Ok, then remember, the hospital is one entity.  The hospital should list all the codes included in a procedure (catheterization, procedure, S & I, etc.)  They can (and every one I've seen do) put one charge, but all of the codes involved should be listed.  Some of them will be packaged (status N).  This is similar to bundled on the physician fee schedule side, except that CMS says that packaged codes should still be listed.  CMS Claims Processing Manual (100-4), Chapter 4, Section 180.2 talks about coding for surgery procedure.  And section 10.4 of the same chapter talks about packaged codes.  It is important to list those codes (such as the S & I codes) because packaged codes are used for future rate-setting.  
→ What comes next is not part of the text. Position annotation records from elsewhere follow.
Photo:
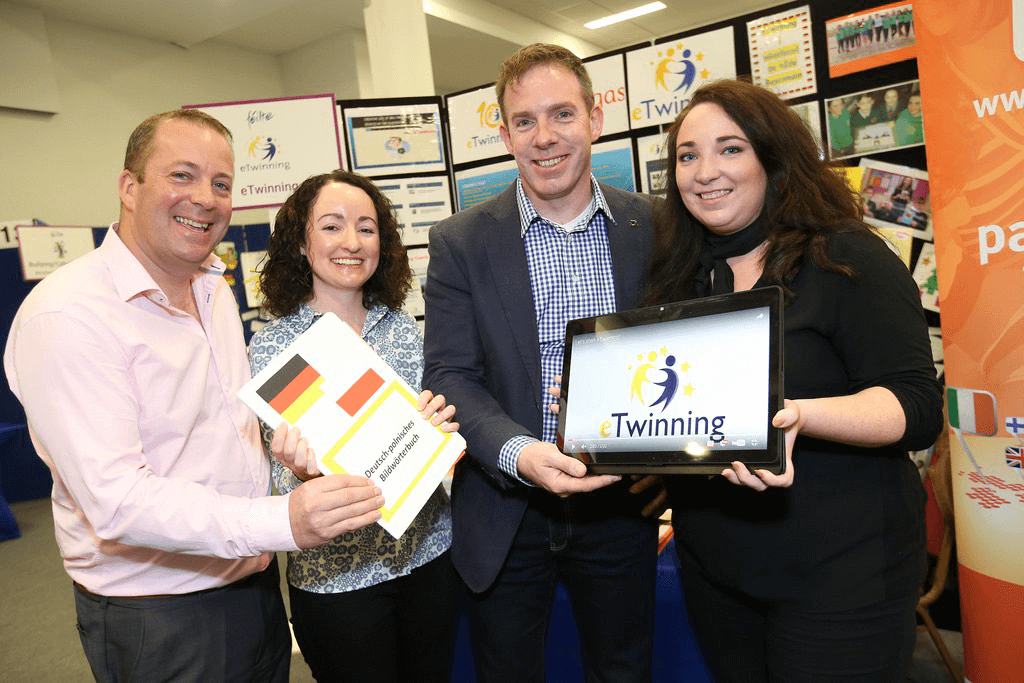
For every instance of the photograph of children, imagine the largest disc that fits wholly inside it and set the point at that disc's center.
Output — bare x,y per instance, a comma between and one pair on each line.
871,121
871,38
896,197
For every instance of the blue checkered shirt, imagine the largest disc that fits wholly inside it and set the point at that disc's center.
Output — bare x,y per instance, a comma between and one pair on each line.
570,275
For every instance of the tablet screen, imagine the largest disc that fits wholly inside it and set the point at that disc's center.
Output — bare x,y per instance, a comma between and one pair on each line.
689,384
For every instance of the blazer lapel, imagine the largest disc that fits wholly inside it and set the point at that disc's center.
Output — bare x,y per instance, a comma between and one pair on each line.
510,272
625,242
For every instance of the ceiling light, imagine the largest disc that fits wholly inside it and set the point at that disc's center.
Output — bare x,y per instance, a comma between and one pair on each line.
624,16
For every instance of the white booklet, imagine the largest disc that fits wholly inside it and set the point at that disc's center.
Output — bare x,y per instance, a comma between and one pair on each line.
358,416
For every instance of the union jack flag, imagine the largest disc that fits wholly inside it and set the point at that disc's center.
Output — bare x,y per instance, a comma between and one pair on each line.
1015,457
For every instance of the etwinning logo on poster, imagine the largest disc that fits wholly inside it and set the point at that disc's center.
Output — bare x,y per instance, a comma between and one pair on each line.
657,381
663,78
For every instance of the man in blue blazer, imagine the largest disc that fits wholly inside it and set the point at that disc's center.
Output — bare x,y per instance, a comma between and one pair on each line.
504,278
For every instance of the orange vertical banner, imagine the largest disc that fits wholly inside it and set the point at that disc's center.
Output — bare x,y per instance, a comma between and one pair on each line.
971,62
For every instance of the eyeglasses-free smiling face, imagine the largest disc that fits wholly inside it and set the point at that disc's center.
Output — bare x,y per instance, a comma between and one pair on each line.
719,176
342,241
175,218
549,131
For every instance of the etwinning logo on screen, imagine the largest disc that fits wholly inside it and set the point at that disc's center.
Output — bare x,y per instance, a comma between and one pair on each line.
658,381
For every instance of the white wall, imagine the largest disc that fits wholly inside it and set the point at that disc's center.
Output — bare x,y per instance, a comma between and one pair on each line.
62,168
338,63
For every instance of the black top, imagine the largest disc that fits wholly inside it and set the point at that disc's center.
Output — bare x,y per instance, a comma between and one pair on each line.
851,529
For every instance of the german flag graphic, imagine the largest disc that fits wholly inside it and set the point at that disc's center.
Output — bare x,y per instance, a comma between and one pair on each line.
293,389
360,391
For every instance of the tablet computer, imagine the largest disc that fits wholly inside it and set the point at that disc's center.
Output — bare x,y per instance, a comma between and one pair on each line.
679,388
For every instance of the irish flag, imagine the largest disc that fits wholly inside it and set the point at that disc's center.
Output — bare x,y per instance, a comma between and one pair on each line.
972,411
293,389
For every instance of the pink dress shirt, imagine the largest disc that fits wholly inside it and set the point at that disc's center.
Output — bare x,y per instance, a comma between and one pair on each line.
160,481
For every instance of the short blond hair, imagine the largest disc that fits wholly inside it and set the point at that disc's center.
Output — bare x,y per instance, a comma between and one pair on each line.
540,53
140,143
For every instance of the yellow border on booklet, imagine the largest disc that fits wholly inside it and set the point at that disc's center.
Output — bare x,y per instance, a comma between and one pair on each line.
329,459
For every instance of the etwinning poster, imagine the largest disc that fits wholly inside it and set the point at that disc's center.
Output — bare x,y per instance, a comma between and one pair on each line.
278,144
474,119
971,63
662,78
781,55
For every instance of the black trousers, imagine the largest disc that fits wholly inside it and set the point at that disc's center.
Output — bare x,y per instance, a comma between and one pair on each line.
607,563
236,633
399,631
749,641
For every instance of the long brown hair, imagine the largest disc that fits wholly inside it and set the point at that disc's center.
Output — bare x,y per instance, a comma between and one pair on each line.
805,199
287,280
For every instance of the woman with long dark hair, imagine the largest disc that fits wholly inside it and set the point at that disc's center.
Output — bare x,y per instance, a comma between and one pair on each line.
815,577
365,606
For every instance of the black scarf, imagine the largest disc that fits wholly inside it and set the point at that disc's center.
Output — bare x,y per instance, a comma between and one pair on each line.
716,249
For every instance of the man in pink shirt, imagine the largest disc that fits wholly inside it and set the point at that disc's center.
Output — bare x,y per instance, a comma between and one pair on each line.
127,361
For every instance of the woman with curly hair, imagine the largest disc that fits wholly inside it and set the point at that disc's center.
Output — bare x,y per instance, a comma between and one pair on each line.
816,577
365,606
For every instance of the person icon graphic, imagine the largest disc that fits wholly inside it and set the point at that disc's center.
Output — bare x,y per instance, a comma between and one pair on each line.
670,384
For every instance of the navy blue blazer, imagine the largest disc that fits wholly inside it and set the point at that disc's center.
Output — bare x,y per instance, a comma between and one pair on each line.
481,352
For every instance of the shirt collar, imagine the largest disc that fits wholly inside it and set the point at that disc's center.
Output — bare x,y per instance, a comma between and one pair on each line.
306,316
528,215
130,276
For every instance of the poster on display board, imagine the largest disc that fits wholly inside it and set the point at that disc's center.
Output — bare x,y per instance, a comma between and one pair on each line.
473,122
8,231
781,55
870,121
971,65
419,203
653,165
896,197
871,38
611,163
663,77
394,138
608,77
483,182
45,248
278,144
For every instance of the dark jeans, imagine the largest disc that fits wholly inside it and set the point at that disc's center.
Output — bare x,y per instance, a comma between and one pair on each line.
607,563
401,630
748,641
236,633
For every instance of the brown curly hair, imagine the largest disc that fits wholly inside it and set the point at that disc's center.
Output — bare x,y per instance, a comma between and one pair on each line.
806,199
287,280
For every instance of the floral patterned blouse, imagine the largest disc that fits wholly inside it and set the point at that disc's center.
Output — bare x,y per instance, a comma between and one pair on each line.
368,556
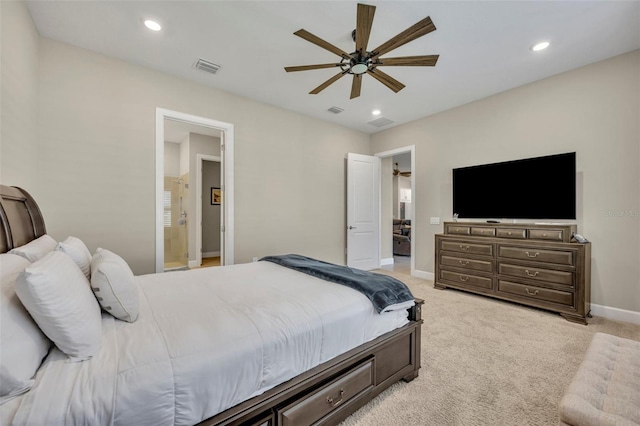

Now, the problem is how to divide that up so that the radiology department gets their share of the payment for services performed in OR, since the S & I is packaged.  This is something that should be discussed between OR administration, Radiology administration, and the overall financial administration of the hospital.  Perhaps OR will code the surgical codes (36247, 37204, etc.), and radiology will code the 70000 codes (75894, 75898, etc.)  The radiology department's codes will edit against the surgical codes, but the rad department may get "credit" for it.   That's something you need to figure out internally. 

The physician/s, of course, are going to be coding the same codes.  They are billing for the physician's (professional) work involved.  Their coding doesn't impact yours unless they forget to put -26 modifier on the 70000 codes.